By Andrew Broselow, MD, FACOG, TexomaCare
Female urinary incontinence is a problem faced by many. Incontinence is defined as uncontrolled loss of urine, and can affect young and old alike. Women often find themselves hesitant or embarrassed to bring it up with their doctor. It can be a minor nuisance or a source of physical and emotional suffering. There are several causes. Fortunately, most women can be cured or at least relieved to a large extent.
The two most common types of incontinence are “urge” and “stress”. Women sometimes have both which is called “mixed” incontinence. Urge incontinence is usually caused by an overactive bladder, while stress incontinence is generally caused by a physical defect. While the diagnosis is typically straightforward, specialized testing is occasionally needed. Your doctor will begin by asking you questions, such as how many times you have to get up at night to urinate, activities that worsen it, and so on. He may test you for a urinary tract infection, and order other tests to rule out medical conditions such as diabetes. He will do a thorough examination. On occasion, he may send you for testing called urodynamics, in which bladder pressures and other factors are measured.
Urge incontinence is more often than not treated with medication, but there are other things to try. Sometimes a change in diet is helpful. For instance, caffeine and chocolate can irritate the bladder.
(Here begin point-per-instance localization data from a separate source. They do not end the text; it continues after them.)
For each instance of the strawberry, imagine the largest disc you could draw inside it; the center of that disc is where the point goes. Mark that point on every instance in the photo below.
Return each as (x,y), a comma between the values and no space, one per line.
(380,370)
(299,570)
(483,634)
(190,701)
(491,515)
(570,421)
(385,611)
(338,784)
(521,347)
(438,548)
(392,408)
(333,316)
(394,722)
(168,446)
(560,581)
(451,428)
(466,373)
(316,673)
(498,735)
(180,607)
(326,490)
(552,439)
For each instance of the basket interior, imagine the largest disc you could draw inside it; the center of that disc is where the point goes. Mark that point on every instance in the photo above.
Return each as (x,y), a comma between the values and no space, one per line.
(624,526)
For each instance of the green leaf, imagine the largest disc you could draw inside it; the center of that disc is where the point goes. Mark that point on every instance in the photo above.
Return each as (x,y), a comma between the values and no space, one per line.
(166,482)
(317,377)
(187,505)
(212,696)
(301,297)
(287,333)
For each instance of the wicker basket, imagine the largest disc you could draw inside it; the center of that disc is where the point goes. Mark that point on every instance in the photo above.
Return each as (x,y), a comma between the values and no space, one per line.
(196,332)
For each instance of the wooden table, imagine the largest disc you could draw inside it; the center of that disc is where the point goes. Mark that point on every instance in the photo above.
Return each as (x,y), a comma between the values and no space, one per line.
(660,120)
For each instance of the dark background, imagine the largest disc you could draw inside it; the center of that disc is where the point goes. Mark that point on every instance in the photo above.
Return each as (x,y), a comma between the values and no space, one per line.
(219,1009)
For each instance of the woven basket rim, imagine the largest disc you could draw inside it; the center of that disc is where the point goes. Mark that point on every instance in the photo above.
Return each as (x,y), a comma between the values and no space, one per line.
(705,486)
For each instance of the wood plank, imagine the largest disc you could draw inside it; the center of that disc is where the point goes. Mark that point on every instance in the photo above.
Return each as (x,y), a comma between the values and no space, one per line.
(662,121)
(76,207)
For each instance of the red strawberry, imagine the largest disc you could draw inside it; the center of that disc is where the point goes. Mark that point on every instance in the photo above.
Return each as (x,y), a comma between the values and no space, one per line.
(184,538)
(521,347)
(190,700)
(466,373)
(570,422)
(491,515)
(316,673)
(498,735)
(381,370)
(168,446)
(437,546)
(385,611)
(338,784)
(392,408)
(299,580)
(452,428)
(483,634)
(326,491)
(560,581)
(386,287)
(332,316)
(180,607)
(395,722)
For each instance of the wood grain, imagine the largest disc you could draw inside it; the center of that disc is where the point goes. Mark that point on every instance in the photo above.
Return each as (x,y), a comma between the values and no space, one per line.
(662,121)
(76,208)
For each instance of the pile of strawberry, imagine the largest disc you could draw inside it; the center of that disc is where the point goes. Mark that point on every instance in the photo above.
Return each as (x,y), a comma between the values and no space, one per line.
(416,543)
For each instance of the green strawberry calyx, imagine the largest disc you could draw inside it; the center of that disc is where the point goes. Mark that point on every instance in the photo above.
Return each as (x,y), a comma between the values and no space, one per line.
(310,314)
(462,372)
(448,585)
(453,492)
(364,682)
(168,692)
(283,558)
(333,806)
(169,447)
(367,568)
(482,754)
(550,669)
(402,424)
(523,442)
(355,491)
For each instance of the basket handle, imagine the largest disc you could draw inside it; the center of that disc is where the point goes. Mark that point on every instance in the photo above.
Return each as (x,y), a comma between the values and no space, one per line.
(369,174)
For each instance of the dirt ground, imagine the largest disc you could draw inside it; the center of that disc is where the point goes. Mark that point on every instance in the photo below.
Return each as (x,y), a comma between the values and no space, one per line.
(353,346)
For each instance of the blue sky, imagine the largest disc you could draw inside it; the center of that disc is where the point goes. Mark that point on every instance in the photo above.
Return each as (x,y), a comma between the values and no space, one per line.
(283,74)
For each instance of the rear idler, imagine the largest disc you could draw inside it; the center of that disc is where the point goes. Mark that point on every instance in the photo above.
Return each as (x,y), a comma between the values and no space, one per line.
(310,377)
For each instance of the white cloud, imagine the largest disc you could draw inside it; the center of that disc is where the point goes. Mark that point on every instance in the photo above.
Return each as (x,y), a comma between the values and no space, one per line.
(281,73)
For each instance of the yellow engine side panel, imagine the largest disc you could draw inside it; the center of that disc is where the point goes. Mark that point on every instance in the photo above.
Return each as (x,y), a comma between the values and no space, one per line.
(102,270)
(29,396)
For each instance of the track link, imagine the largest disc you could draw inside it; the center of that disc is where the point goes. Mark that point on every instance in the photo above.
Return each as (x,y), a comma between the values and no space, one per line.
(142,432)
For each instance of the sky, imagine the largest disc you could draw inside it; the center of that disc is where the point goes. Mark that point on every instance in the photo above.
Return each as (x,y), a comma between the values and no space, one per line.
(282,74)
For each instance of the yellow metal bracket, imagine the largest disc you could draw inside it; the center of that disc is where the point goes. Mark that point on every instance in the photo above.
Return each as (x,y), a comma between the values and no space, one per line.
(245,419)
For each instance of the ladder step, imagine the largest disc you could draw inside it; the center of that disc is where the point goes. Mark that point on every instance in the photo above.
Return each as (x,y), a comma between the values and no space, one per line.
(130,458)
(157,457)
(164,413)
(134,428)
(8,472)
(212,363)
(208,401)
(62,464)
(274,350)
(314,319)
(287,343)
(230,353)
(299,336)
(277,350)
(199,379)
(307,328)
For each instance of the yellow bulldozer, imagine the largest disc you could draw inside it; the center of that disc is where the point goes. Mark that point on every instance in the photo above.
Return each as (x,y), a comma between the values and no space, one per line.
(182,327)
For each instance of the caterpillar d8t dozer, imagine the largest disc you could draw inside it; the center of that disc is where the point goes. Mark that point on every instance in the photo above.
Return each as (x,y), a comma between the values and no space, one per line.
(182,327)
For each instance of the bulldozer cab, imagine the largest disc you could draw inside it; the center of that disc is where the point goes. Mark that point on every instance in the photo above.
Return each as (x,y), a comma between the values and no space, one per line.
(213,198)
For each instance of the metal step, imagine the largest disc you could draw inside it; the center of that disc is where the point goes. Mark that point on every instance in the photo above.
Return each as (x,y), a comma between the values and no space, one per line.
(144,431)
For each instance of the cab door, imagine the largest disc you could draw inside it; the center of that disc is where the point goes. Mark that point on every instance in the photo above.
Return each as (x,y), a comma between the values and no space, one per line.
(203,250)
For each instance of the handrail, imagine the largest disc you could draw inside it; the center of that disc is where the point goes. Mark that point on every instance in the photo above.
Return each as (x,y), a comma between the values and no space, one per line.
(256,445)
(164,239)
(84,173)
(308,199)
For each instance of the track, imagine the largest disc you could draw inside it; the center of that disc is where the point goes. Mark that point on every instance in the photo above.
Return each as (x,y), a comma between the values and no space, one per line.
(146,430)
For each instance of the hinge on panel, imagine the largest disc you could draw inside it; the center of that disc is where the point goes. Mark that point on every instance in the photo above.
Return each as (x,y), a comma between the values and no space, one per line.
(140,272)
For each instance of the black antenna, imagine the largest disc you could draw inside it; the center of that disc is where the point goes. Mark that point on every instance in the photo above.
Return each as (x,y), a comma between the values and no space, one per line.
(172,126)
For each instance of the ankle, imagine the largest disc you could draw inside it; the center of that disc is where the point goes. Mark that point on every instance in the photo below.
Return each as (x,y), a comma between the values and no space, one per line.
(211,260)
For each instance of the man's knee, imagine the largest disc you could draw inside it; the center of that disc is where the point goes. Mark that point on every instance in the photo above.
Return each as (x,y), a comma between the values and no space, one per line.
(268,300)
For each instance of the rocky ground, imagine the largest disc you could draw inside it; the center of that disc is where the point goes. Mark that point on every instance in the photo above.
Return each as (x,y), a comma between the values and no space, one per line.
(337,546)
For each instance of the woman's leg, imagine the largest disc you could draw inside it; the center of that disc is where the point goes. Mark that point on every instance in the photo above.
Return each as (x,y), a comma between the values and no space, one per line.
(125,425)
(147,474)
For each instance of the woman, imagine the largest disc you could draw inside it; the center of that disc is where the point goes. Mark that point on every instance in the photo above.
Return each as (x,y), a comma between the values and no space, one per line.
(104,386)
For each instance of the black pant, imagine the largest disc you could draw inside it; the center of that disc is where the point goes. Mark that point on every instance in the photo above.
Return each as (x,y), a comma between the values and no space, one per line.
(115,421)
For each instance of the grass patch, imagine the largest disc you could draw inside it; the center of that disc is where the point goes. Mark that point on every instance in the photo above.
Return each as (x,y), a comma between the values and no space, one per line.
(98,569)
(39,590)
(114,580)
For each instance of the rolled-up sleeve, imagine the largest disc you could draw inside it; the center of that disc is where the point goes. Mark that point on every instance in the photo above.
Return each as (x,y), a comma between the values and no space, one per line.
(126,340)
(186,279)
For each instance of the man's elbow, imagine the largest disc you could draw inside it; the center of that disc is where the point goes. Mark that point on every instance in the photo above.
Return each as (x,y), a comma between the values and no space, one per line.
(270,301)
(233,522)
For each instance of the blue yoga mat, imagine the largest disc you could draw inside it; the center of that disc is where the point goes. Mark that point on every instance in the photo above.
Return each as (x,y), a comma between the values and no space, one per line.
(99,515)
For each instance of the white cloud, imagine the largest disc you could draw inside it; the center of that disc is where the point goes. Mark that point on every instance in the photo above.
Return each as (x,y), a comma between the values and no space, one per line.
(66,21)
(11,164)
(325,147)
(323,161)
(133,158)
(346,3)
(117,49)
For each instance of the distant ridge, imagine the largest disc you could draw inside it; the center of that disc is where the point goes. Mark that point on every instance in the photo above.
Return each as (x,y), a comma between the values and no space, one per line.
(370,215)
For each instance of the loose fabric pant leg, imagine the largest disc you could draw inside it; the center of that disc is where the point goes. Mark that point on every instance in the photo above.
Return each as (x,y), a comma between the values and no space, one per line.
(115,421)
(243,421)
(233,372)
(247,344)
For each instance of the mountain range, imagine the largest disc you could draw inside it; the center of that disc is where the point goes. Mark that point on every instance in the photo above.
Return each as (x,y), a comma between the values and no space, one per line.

There are specialized clinics that may offer biofeedback, where you learn to control your symptoms through behavior modification. Getting up at night to urinate may simply be a symptom of drinking too many fluids before bedtime!
If those measures don’t work, medication is used. There are several on the market, and it can take a bit of trial and error to find one that works. The medications by and large are well tolerated. The main side effects can be a dry mouth and sleepiness. These medications cannot be taken if a person has certain medical conditions, such as glaucoma.
Stress incontinence is normally caused by an imperfection in anatomy. Most people have heard of a “falling bladder”, but this can mean various things. The symptoms are loss of urine with certain activities, such as running, coughing, sneezing, or bending over to do something like gardening. While the diagnosis is simple to make, the actual abnormality can be difficult to locate. Again, certain tests may be needed if the diagnosis is unclear.
There are effective treatments for stress incontinence. The treatments range from simple pelvic exercises called Kegels, up to major surgery. The treatment depends on the abnormality, the severity of the problem, whether someone can tolerate surgery, and most importantly, the patient’s wishes.
The goal of treatment is to make the woman completely dry. Unfortunately, this is sometimes hard to achieve, but most every woman can be helped to a certain degree. Despite advances in medical knowledge and technology, urinary incontinence treatment remains an inexact science. Sometimes repeat surgeries are needed, and sometimes medicines don’t work.
There are several types of physicians that can help incontinence. Start with your primary care physician, because he or she can often solve the problem. Other specialties include gynecologists, urologists, and a new specialty called urogynecology. Urogynecologists specialize in female incontinence, and may often deal with complicated cases.
In summary, urinary incontinence is common. Women should feel free to bring up the problem with their doctor. As is often the case, you may feel self-conscious, but remember that your doctor has seen many cases like yours and can’t help unless you initiate the discussion.